What bothers me about this perspective is the implicit assumption that everyone who thinks that public displays of religion should be banned is actually motivated by racism, rather than recognising that somebody can be against this for non-racist reasons.

[–] TribblesBestFriend@startrek.website 5 points 1 day ago (1 children)

That is not push on a non-racism way in Quebec. Like I said they don’t want to use the law equally, they want to use it specifically against Muslim.

And so far, from my perspective (that is a confirmation biais), no one debate the idea without a racist undertone

[–] Croquette@sh.itjust.works 6 points 1 day ago

That's my issue as well with the bill. Just look at the crucifix at the Assembly. They didn't remove it, they just moved it outside the room. If the intent of the law was really to remove religion from the public space, it wouldn't have been a debate about keeping the crucifix in the Assembly.

[–] theacharnian@lemmy.ca 4 points 19 hours ago (1 children)

It just so happens that it always boils down to policing what Muslims do. Just one big coincidence.

[–] jaselle@lemmy.ca 0 points 19 hours ago (1 children)

That's very fair yes. But how can you tell those who are anti-religion for racist reasons from those who are for not?

[–] theacharnian@lemmy.ca 3 points 18 hours ago* (last edited 18 hours ago) (1 children)

There are two hazards in our discussion:

  1. someone being called racist
  2. someone suffering from systemic racism

I prioritize hazard 1 as having a lower consequence than hazard 2.

In other words, I care much more about eradicating systemic racism than the hurt feelings of someone whose motives are misunderstood.

[–] jaselle@lemmy.ca 1 points 18 hours ago

OK that's a good argument. It's perhaps a flaw of the word "racist" that it can include systemic racism, when it connotes individual racism.

[–] yes_this_time@lemmy.world 3 points 1 day ago* (last edited 1 day ago) (2 children)

Sure, you can be against it for authoritarian reasons as well. Disturbing.

[–] jaselle@lemmy.ca 1 points 1 day ago (1 children)

I don't really see how that's related.

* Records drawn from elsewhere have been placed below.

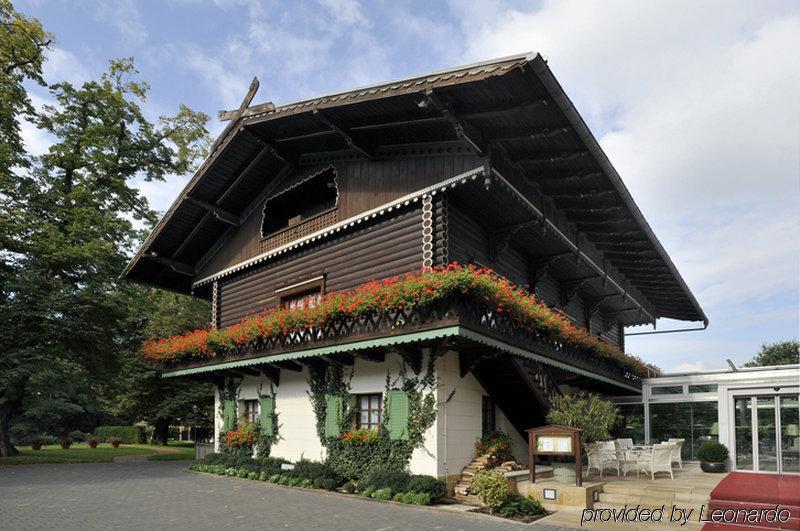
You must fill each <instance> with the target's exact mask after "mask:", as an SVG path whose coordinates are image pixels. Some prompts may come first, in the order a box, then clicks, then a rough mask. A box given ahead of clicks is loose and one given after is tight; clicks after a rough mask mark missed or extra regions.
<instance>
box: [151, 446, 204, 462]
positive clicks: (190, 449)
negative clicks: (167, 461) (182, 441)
mask: <svg viewBox="0 0 800 531" xmlns="http://www.w3.org/2000/svg"><path fill="white" fill-rule="evenodd" d="M187 444H190V445H191V446H187ZM156 448H158V450H159V451H160V452H164V451H167V450H168V451H170V453H168V454H166V453H159V454H154V455H151V456H149V457H148V458H147V460H148V461H194V455H195V454H194V443H170V445H169V446H157V447H156Z"/></svg>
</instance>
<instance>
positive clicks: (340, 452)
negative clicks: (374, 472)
mask: <svg viewBox="0 0 800 531" xmlns="http://www.w3.org/2000/svg"><path fill="white" fill-rule="evenodd" d="M436 359H437V356H436V355H435V354H430V355H428V360H427V361H428V362H427V366H426V368H425V370H424V371H422V374H414V375H413V376H410V375H409V370H408V366H407V365H406V364H405V363H403V364H402V366H401V370H400V374H399V376H398V377H397V378H396V379H395V380H392V378H391V375H390V374H389V373H388V372H387V375H386V388H385V394H384V397H385V398H386V399H385V400H384V404H383V416H382V418H381V424H380V426H379V428H378V430H377V431H374V430H357V431H354V430H352V425H353V415H354V413H355V402H354V397H353V396H352V395H351V394H350V379H351V378H352V371H350V373H349V377H347V376H346V375H345V371H344V368H343V367H341V366H337V365H328V366H325V367H318V368H315V369H312V370H309V377H308V385H309V396H310V397H311V400H312V403H313V407H314V414H315V416H316V419H317V434H318V436H319V438H320V441H321V442H322V444H323V446H325V448H326V449H327V450H328V464H329V465H330V466H331V467H332V468H333V469H334V470H336V472H338V473H339V474H341V475H342V476H344V477H346V478H350V479H360V478H363V477H365V476H366V475H367V474H369V473H370V472H372V471H373V470H377V469H388V470H404V469H406V468H407V467H408V464H409V462H410V460H411V456H412V454H413V452H414V450H415V449H417V448H420V447H422V445H423V443H424V436H425V432H426V431H427V430H428V429H429V428H430V427H431V426H433V423H434V422H435V420H436V409H437V403H436V396H435V390H436V386H437V378H436ZM452 395H453V393H451V394H450V396H449V397H448V398H447V400H450V398H451V397H452ZM401 396H402V397H403V398H400V397H401ZM331 398H338V399H339V400H331ZM329 404H335V405H336V407H338V409H339V411H337V412H336V413H337V414H338V416H337V417H336V420H337V421H338V428H339V431H338V432H337V433H335V434H332V433H331V430H330V429H327V430H326V421H328V423H330V421H331V416H330V411H329V408H328V406H329ZM393 416H394V418H393ZM398 417H401V418H398ZM402 417H405V418H402ZM328 428H330V426H328Z"/></svg>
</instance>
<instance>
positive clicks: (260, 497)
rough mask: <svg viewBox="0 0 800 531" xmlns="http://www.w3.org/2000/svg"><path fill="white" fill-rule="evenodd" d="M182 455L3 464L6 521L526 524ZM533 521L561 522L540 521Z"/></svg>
mask: <svg viewBox="0 0 800 531" xmlns="http://www.w3.org/2000/svg"><path fill="white" fill-rule="evenodd" d="M187 466H188V465H187V463H185V462H183V463H181V462H141V463H92V464H81V465H18V466H2V467H0V515H1V516H0V529H4V530H5V529H9V530H12V529H13V530H15V531H18V530H27V529H37V530H39V529H64V530H73V529H74V530H87V529H104V530H106V529H137V530H138V529H166V528H169V529H170V530H181V529H187V530H188V529H192V530H197V529H329V530H335V529H342V530H344V529H373V530H378V529H380V530H389V529H464V530H468V529H476V530H477V529H520V528H522V526H521V524H518V523H515V522H510V521H503V520H500V519H496V518H491V517H488V516H485V515H479V514H463V513H455V512H447V511H443V510H441V509H433V508H425V507H415V506H408V505H398V504H393V503H381V502H375V501H370V500H366V499H364V498H359V497H356V496H352V497H351V496H344V495H337V494H330V493H324V492H319V491H305V490H301V489H290V488H286V487H280V486H277V485H270V484H267V483H262V482H259V481H248V480H239V479H234V478H227V477H220V476H213V475H209V474H197V473H192V472H189V471H188V470H187ZM532 527H533V528H535V529H543V530H550V529H563V527H559V526H553V525H548V524H547V523H546V522H541V523H538V524H535V525H534V526H532Z"/></svg>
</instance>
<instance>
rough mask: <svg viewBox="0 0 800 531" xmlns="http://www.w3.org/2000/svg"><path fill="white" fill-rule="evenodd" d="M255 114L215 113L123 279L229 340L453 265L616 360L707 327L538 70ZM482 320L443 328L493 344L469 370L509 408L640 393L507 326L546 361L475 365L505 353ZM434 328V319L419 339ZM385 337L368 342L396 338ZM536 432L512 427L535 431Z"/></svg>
mask: <svg viewBox="0 0 800 531" xmlns="http://www.w3.org/2000/svg"><path fill="white" fill-rule="evenodd" d="M245 103H248V102H247V101H246V102H245ZM245 107H246V105H245V106H243V107H242V109H240V110H239V111H237V112H230V113H223V115H224V116H225V117H227V118H229V119H231V120H232V125H231V126H229V127H228V128H227V129H226V130H225V132H224V134H223V135H222V136H221V137H220V139H219V140H218V142H217V144H216V145H215V149H214V150H213V152H212V154H211V156H210V157H209V159H208V160H207V161H206V162H205V163H204V164H203V166H202V167H201V168H200V169H199V170H198V172H197V174H196V175H195V176H194V178H193V179H192V181H191V182H190V183H189V184H188V185H187V187H186V189H185V190H184V191H183V193H182V194H181V196H180V197H179V198H178V200H177V201H176V202H175V204H174V205H173V206H172V207H171V208H170V210H169V211H168V212H167V214H166V215H165V217H164V219H162V221H161V222H160V223H159V224H158V225H157V227H156V228H155V230H154V231H153V233H152V234H151V236H150V237H149V238H148V239H147V241H146V242H145V244H144V245H143V247H142V249H140V250H139V252H138V253H137V254H136V256H135V257H134V258H133V260H132V261H131V263H130V264H129V265H128V267H127V268H126V270H125V271H124V273H123V276H126V277H128V278H131V279H134V280H139V281H144V282H147V283H150V284H153V285H156V286H161V287H166V288H169V289H174V290H177V291H181V292H185V293H193V294H194V295H197V296H201V297H207V298H210V299H211V300H212V301H213V316H212V319H213V322H214V324H216V325H218V326H228V325H231V324H234V323H236V322H237V321H240V320H241V319H242V318H244V317H246V316H248V315H252V314H254V313H258V312H261V311H263V310H264V309H266V308H269V307H272V306H275V305H278V304H284V303H286V301H287V300H290V298H287V294H288V295H289V296H316V295H315V294H317V293H318V292H323V291H324V292H330V291H340V290H348V289H352V288H355V287H357V286H359V285H361V284H364V283H365V282H367V281H369V280H372V279H380V278H386V277H392V276H396V275H402V274H403V273H406V272H410V271H415V270H418V269H420V268H421V267H427V266H432V265H435V264H447V263H450V262H454V261H457V262H460V263H463V264H467V263H474V264H478V265H481V266H486V267H491V268H492V269H494V270H495V271H497V272H498V273H499V274H501V275H503V276H505V277H507V278H509V279H510V280H511V281H512V282H514V283H515V284H518V285H524V286H528V287H529V289H530V291H532V292H535V293H536V294H537V296H538V297H539V298H541V299H542V300H544V301H545V302H546V303H547V304H548V305H550V306H552V307H556V308H560V309H562V310H563V311H564V312H565V313H566V314H567V315H568V316H569V317H570V318H571V319H572V320H573V321H574V322H575V324H576V325H577V326H581V327H584V328H587V329H588V330H589V331H590V332H591V333H592V334H593V335H595V336H601V337H603V338H604V339H606V340H608V341H610V342H613V343H616V344H618V345H620V346H621V347H623V348H624V327H625V326H630V325H637V324H645V323H655V321H656V319H658V318H661V317H667V318H673V319H682V320H690V321H703V322H706V323H707V319H706V317H705V315H704V313H703V311H702V309H701V308H700V306H699V305H698V304H697V301H696V300H695V299H694V297H693V295H692V294H691V292H690V291H689V290H688V288H687V287H686V285H685V283H684V282H683V280H682V278H681V277H680V275H679V274H678V272H677V269H675V266H674V265H673V264H672V262H671V260H670V259H669V256H668V255H667V254H666V251H664V249H663V248H662V247H661V245H660V243H659V242H658V240H657V239H656V237H655V236H654V235H653V233H652V231H651V230H650V228H649V226H648V224H647V222H646V221H645V220H644V218H643V217H642V215H641V213H640V212H639V210H638V208H637V207H636V205H635V203H634V202H633V200H632V198H631V197H630V194H629V193H628V192H627V189H625V187H624V185H623V184H622V182H621V180H620V179H619V176H618V175H617V174H616V172H615V170H614V169H613V167H612V166H611V164H610V162H609V161H608V159H607V158H606V157H605V155H604V154H603V153H602V150H600V148H599V145H598V144H597V142H596V141H595V140H594V138H593V137H592V135H591V133H590V132H589V131H588V129H587V128H586V125H585V124H584V123H583V121H582V120H581V118H580V116H578V114H577V111H576V110H575V109H574V107H573V106H572V104H571V103H570V102H569V100H568V99H567V98H566V95H565V94H564V93H563V91H562V90H561V87H560V86H559V85H558V83H557V82H556V81H555V78H553V77H552V74H551V73H550V71H549V69H548V68H547V66H546V64H545V63H544V61H543V60H542V58H541V57H539V56H519V57H513V58H507V59H502V60H498V61H495V62H491V63H483V64H480V65H473V66H470V67H464V68H461V69H455V70H452V71H448V72H444V73H438V74H433V75H431V76H424V77H420V78H414V79H410V80H404V81H401V82H397V83H392V84H386V85H379V86H376V87H372V88H368V89H363V90H359V91H353V92H347V93H341V94H336V95H331V96H325V97H321V98H316V99H313V100H307V101H303V102H298V103H295V104H290V105H285V106H282V107H274V106H272V105H259V106H254V107H248V108H245ZM306 190H307V192H306ZM315 198H321V199H319V201H321V202H320V203H319V204H317V203H314V201H317V199H315ZM307 203H310V204H307ZM295 207H296V208H295ZM295 292H297V293H295ZM475 311H477V310H475ZM475 311H473V310H470V309H468V308H459V313H458V318H457V319H455V320H454V321H453V322H452V323H450V324H455V325H456V326H460V325H464V323H467V324H468V325H469V326H473V327H475V328H483V329H484V330H482V332H481V333H482V334H485V336H483V337H490V338H491V341H488V340H487V341H488V342H486V341H484V342H483V343H481V341H479V340H478V339H476V338H475V337H473V338H472V339H470V340H469V341H462V342H461V343H460V344H459V348H460V349H461V350H460V354H463V358H464V359H463V361H464V367H466V368H467V369H466V370H472V371H473V374H475V375H476V377H477V378H479V381H481V382H482V384H483V385H484V387H485V388H486V389H488V390H492V389H495V390H497V393H496V394H498V396H499V395H500V394H502V393H503V392H504V390H505V392H506V394H507V395H508V389H509V388H511V384H510V381H509V377H508V375H512V376H513V375H518V376H520V378H519V379H518V381H517V382H516V383H514V384H513V385H516V387H515V391H514V393H516V395H514V396H522V395H524V394H525V393H528V392H530V391H531V390H533V391H534V394H535V393H536V392H538V391H537V389H538V388H539V387H541V386H542V385H544V386H545V387H546V388H547V389H551V390H552V389H556V388H557V387H558V385H561V384H564V385H578V386H582V385H589V384H591V382H590V381H589V380H591V378H592V375H593V374H595V375H597V376H599V375H601V374H602V375H603V376H602V378H599V380H602V381H603V382H604V383H603V385H609V384H610V385H611V386H612V387H613V385H614V382H615V381H616V382H618V383H621V384H622V387H623V388H625V389H626V390H625V392H630V389H631V385H632V384H631V382H632V381H635V380H636V377H635V375H631V374H627V373H625V371H624V370H622V369H620V368H619V367H617V368H616V369H614V368H612V367H609V366H608V363H610V362H609V360H607V359H605V360H599V361H598V360H595V361H592V360H591V359H586V356H585V353H584V354H581V353H579V352H573V351H571V350H569V349H567V348H566V347H564V348H562V347H561V346H559V345H545V344H544V343H543V340H542V339H541V338H537V337H534V335H535V334H534V335H530V334H528V333H527V332H525V331H522V330H519V329H518V328H515V327H514V326H512V325H511V324H508V323H506V324H503V327H504V328H503V330H505V332H506V333H507V335H508V337H507V338H506V339H507V340H508V341H507V343H508V345H511V346H510V347H509V348H510V349H511V350H508V351H507V352H510V351H512V350H513V349H515V348H516V349H523V350H524V349H526V348H528V347H530V348H539V349H540V350H542V351H543V352H544V351H545V350H547V353H546V354H542V356H543V357H541V359H539V361H535V360H536V359H538V358H536V356H534V357H533V358H530V359H527V360H526V361H525V364H521V362H520V361H519V360H518V359H517V358H514V357H510V358H508V359H505V360H503V361H502V363H495V364H492V365H487V364H484V365H483V366H481V365H480V363H477V362H476V363H473V364H470V363H471V362H470V360H471V359H473V358H474V359H482V358H480V354H481V352H483V351H485V350H486V349H487V348H489V347H487V345H489V344H490V343H491V344H494V345H497V344H499V343H492V341H500V342H502V341H503V337H502V333H501V332H500V331H498V329H495V328H493V327H492V326H487V325H486V322H485V321H486V319H485V315H484V316H483V317H481V316H480V315H478V314H475ZM384 318H385V316H384V317H382V318H381V319H384ZM420 319H423V318H422V317H420ZM492 319H494V318H492ZM426 320H427V321H426ZM440 320H441V319H439V318H438V317H437V318H431V316H424V319H423V321H425V322H426V323H427V324H426V325H424V326H423V324H419V326H418V329H419V330H422V331H426V330H427V329H426V328H425V327H426V326H428V325H430V326H434V325H435V324H436V323H439V321H440ZM445 320H446V319H445ZM423 321H420V323H422V322H423ZM381 323H382V324H381V326H383V327H384V328H380V327H376V328H374V330H378V329H379V328H380V330H383V332H381V333H384V334H389V335H392V334H397V333H399V332H397V331H396V328H397V327H393V326H388V325H387V323H386V322H384V321H381ZM431 323H434V325H431ZM439 324H441V323H439ZM351 325H352V326H354V327H356V328H358V327H362V328H363V327H364V326H365V325H364V323H349V324H348V326H351ZM387 326H388V328H387ZM353 330H355V328H354V329H353ZM370 330H371V329H370V327H369V326H367V327H366V328H364V329H361V328H359V331H358V333H357V334H356V335H355V336H353V337H356V336H358V334H366V335H369V333H370ZM387 330H389V331H390V332H386V331H387ZM349 333H355V332H352V331H351V332H349ZM375 333H378V332H375ZM358 337H359V338H360V337H361V336H358ZM462 339H463V338H462ZM308 340H309V341H311V342H314V341H317V339H315V338H312V337H311V336H309V338H308ZM321 341H322V343H321V344H323V345H330V346H337V348H339V347H341V345H340V344H339V343H341V342H342V341H346V340H345V339H342V338H340V337H337V336H336V334H335V333H334V332H331V336H330V337H327V338H325V339H324V340H321ZM301 346H302V345H301V344H299V343H298V345H284V344H277V343H276V344H275V345H272V346H271V347H270V348H275V349H277V350H276V352H277V351H280V352H286V351H287V349H288V350H289V351H290V350H291V349H292V348H295V347H296V348H297V349H299V348H301ZM491 348H500V347H491ZM517 352H519V351H517ZM348 355H350V354H348ZM248 356H250V358H252V359H259V360H262V358H263V356H261V355H260V354H259V352H250V353H249V354H248ZM476 356H477V357H476ZM512 358H513V359H512ZM248 359H249V358H248ZM473 361H474V360H473ZM551 362H554V363H551ZM258 363H261V364H269V361H263V360H262V361H259V362H258ZM503 363H504V364H505V365H503ZM547 363H551V365H552V367H551V369H547V368H543V367H544V365H542V364H547ZM571 366H572V367H574V368H575V370H574V371H572V374H571V375H570V374H568V373H570V367H571ZM615 371H616V372H615ZM576 374H577V375H579V376H577V377H576V376H575V375H576ZM552 375H557V377H556V378H552ZM599 380H598V381H599ZM532 382H533V383H532ZM548 382H549V383H548ZM554 382H555V383H554ZM490 392H492V393H493V394H495V392H494V391H490ZM548 394H549V393H544V394H543V396H544V395H548ZM508 396H509V397H510V396H511V395H508ZM499 401H502V398H501V399H499ZM513 402H514V400H512V399H511V398H509V403H513ZM526 414H530V412H528V413H521V415H522V417H520V418H519V424H520V425H523V424H526V423H527V424H529V425H530V424H531V423H535V422H536V419H535V418H530V417H525V416H524V415H526ZM536 414H538V413H536ZM512 416H513V415H512Z"/></svg>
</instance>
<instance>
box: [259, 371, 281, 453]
mask: <svg viewBox="0 0 800 531" xmlns="http://www.w3.org/2000/svg"><path fill="white" fill-rule="evenodd" d="M262 388H263V386H259V388H258V402H259V404H263V403H264V402H263V399H264V398H267V397H269V398H272V408H271V410H270V411H261V412H260V413H259V415H260V416H263V415H270V417H271V419H272V433H271V434H268V433H264V430H262V429H261V424H259V430H258V438H257V439H256V457H269V454H270V452H271V451H272V445H273V444H275V443H276V442H278V441H279V440H280V439H281V437H280V424H278V412H277V408H276V407H275V406H276V404H275V401H276V393H275V384H274V383H273V382H272V380H270V382H269V394H262V393H261V390H262Z"/></svg>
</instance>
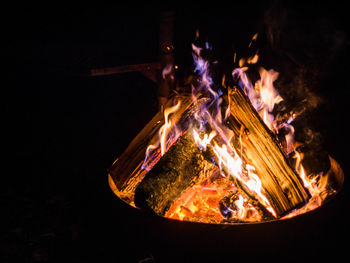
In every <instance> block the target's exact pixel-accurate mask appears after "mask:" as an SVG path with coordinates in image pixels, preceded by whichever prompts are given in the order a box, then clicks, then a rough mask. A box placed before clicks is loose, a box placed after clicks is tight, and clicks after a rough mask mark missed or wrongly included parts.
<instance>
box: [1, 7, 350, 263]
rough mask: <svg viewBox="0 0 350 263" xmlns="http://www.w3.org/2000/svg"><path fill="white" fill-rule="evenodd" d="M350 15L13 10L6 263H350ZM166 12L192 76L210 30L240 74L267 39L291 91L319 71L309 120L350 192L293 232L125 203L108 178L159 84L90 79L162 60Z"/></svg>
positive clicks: (115, 9) (335, 201) (215, 50)
mask: <svg viewBox="0 0 350 263" xmlns="http://www.w3.org/2000/svg"><path fill="white" fill-rule="evenodd" d="M271 7H274V8H272V9H271ZM346 9H347V8H346V7H345V5H344V4H343V3H342V2H338V1H333V2H331V3H325V4H321V3H318V2H316V1H311V2H308V3H307V4H305V3H302V2H288V1H287V2H282V1H281V2H278V1H266V2H264V1H258V2H256V3H255V2H254V1H249V2H242V1H237V2H234V3H230V5H229V4H219V3H213V4H212V5H205V4H201V5H197V6H196V5H194V4H192V5H188V3H187V4H183V5H180V3H178V4H174V3H172V4H157V5H152V4H151V3H149V4H146V3H143V4H142V5H140V4H138V3H133V4H131V5H130V6H121V5H119V4H113V5H112V4H105V5H104V4H102V3H100V4H96V3H94V4H91V3H84V4H81V5H77V4H75V5H72V4H71V3H63V2H56V3H46V4H40V5H39V4H32V3H30V4H26V5H22V4H18V5H17V4H16V3H15V4H13V5H12V6H11V7H8V9H7V8H6V9H5V11H4V12H5V13H6V14H5V15H4V16H3V17H2V20H3V21H2V27H3V30H2V35H3V41H2V42H3V43H2V44H4V49H3V50H2V51H3V52H2V62H3V63H2V64H3V66H4V68H5V70H4V72H5V80H6V82H5V85H4V86H3V88H2V92H3V94H4V95H3V96H2V101H3V102H2V105H3V112H4V117H3V118H4V119H3V121H2V123H3V126H2V127H3V128H2V130H3V131H5V135H4V136H3V145H4V147H3V150H4V152H5V155H6V159H5V160H4V165H5V169H4V172H3V173H2V176H1V182H2V184H1V185H2V187H1V189H2V191H1V206H2V215H3V216H2V218H3V219H4V221H3V223H2V224H1V239H0V242H1V244H0V247H1V250H3V251H2V254H1V256H2V257H3V258H4V260H2V262H67V261H68V262H69V261H74V262H84V261H96V262H97V261H99V262H142V260H144V262H171V261H175V260H176V261H178V262H185V261H189V262H204V261H206V260H208V261H210V262H229V261H235V260H237V259H240V260H247V261H248V262H249V259H252V257H253V256H257V257H258V258H259V257H262V258H264V257H266V255H269V259H270V260H273V259H275V260H283V261H288V260H291V259H298V260H300V261H303V259H305V257H306V258H309V259H310V258H312V257H313V256H314V255H315V256H316V258H317V259H324V258H326V257H327V256H331V257H332V258H333V259H334V257H336V256H339V255H341V256H342V255H345V254H346V252H347V251H346V250H347V248H348V245H347V242H348V235H347V232H348V230H349V227H348V224H347V207H348V205H347V202H346V200H347V197H348V192H349V191H348V189H347V188H348V186H347V179H346V177H347V172H348V170H349V165H348V163H349V162H348V160H347V156H348V154H347V153H348V146H349V143H348V140H347V137H348V127H347V126H348V123H347V122H348V114H349V110H348V107H349V105H348V104H349V103H348V99H349V95H350V92H349V80H348V77H349V76H348V75H349V74H348V70H349V66H348V59H349V56H348V49H349V43H350V42H349V35H348V27H347V26H346V20H347V13H346ZM165 10H172V11H174V13H175V40H174V41H175V51H176V60H177V63H178V64H179V66H180V69H189V68H190V67H191V63H192V62H191V60H192V57H191V43H192V42H193V39H194V36H195V31H196V29H199V32H200V36H201V38H202V40H203V41H206V40H207V41H209V42H210V43H212V45H213V52H214V54H215V56H216V58H217V59H218V60H220V61H222V63H223V64H224V65H228V66H232V65H231V64H232V60H233V52H238V53H239V52H240V50H242V51H241V53H242V55H244V54H245V52H247V51H246V49H245V48H246V46H247V45H248V43H249V41H250V38H251V36H252V35H253V34H254V33H256V32H259V33H260V34H261V42H260V45H261V52H260V53H261V54H262V58H261V59H262V63H263V64H264V66H265V67H267V68H275V69H276V70H277V71H280V73H281V76H283V74H285V76H287V77H288V78H287V77H286V79H287V80H288V79H293V76H291V72H293V68H294V67H303V68H305V69H306V72H307V73H309V72H310V75H308V74H306V76H310V78H311V77H312V78H313V80H312V81H310V82H309V81H308V80H303V81H305V83H306V84H305V85H307V84H310V83H312V85H311V84H310V85H311V86H310V87H309V89H311V90H312V91H313V92H314V93H316V94H318V95H319V96H320V97H321V98H322V103H320V105H319V106H318V108H317V109H315V110H314V111H313V112H312V114H314V116H315V117H311V118H310V119H311V121H310V122H311V123H312V124H313V125H314V127H315V128H316V129H317V130H318V131H319V132H320V133H321V134H322V135H323V137H324V138H323V145H324V147H325V148H326V149H327V151H328V152H329V153H330V154H331V155H332V156H333V157H334V158H335V159H336V160H337V161H339V163H340V164H341V166H342V167H343V169H344V173H345V185H344V188H343V191H342V192H341V193H340V194H338V195H337V196H336V198H335V199H334V200H333V201H332V202H330V203H329V204H327V205H326V206H325V207H323V208H321V209H319V211H315V213H311V214H310V215H307V216H303V217H301V218H296V219H293V220H290V221H287V222H283V223H281V222H279V223H274V224H266V225H257V226H248V227H247V226H246V227H244V226H237V227H226V228H221V227H218V226H205V225H204V226H203V225H197V224H188V223H178V222H169V221H167V220H163V219H160V218H156V217H154V216H152V215H149V214H146V213H144V212H142V211H138V210H136V209H133V208H131V207H129V206H128V205H126V204H125V203H123V202H122V201H120V200H119V199H118V198H117V197H116V196H115V195H114V194H113V193H112V191H111V190H110V188H109V186H108V183H107V169H108V168H109V167H110V165H111V164H112V162H113V161H114V160H115V159H116V158H117V157H118V156H119V155H120V154H121V153H122V152H123V150H124V149H125V148H126V146H127V145H128V143H129V142H130V141H131V140H132V139H133V138H134V136H135V135H136V134H137V133H138V132H139V131H140V130H141V129H142V128H143V126H144V125H145V124H146V123H147V122H148V121H149V120H150V119H151V118H152V116H153V115H154V114H155V112H156V111H157V93H156V92H157V86H156V85H155V84H154V83H152V82H151V81H150V80H148V79H146V78H145V77H143V76H142V75H141V74H139V73H126V74H121V75H112V76H103V77H89V76H88V75H87V72H88V70H89V69H91V68H98V67H106V66H117V65H125V64H133V63H145V62H152V61H156V60H157V59H158V56H159V36H158V33H159V17H160V13H161V12H162V11H165ZM269 10H270V11H269ZM271 10H272V11H271ZM268 12H272V13H270V14H273V15H272V17H274V18H275V19H272V22H271V19H270V20H269V19H267V18H266V14H267V13H268ZM283 12H286V14H287V16H286V20H283V19H282V18H283V15H282V16H281V14H282V13H283ZM281 17H282V18H281ZM269 27H270V28H272V29H273V32H275V33H276V35H277V32H278V30H279V29H281V32H282V33H281V34H280V36H279V39H278V40H276V41H275V42H274V44H273V45H272V44H271V42H269V38H268V34H267V31H268V30H267V29H268V28H269ZM264 52H265V53H264ZM286 54H289V56H287V55H286ZM230 63H231V64H230ZM285 65H287V66H285ZM290 68H292V69H291V71H288V69H290ZM230 70H231V69H230ZM180 75H181V74H180ZM291 88H292V87H291ZM287 252H288V253H287ZM305 253H307V254H305ZM305 255H306V256H305ZM340 258H341V257H339V259H340Z"/></svg>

Even if it were motivated by racism, that'd be equally authoritarian to any other motive, since authoritarianism is about ceding rights from individuals to the government and it doesn't matter what the motivation for that is.

[–] yes_this_time@lemmy.world 5 points 1 day ago

Fair enough: regardless of whether racism is involved or not, there is an authoritarian bent to this law. In my opinion.

[–] Croquette@sh.itjust.works 0 points 1 day ago

Religion has been used time and time again to justify committing atrocities and still used as such today.

There is a legitimate debate to be had about the religion's place in a society.

[–] Croquette@sh.itjust.works 2 points 1 day ago

The context made it so that people conflates the two.

Medias and public debates pretty much always framed the issue of religion in public as a racist thing (in order to get more views) instead of only talking how the CAQ government targetted non-christian religions with their bill.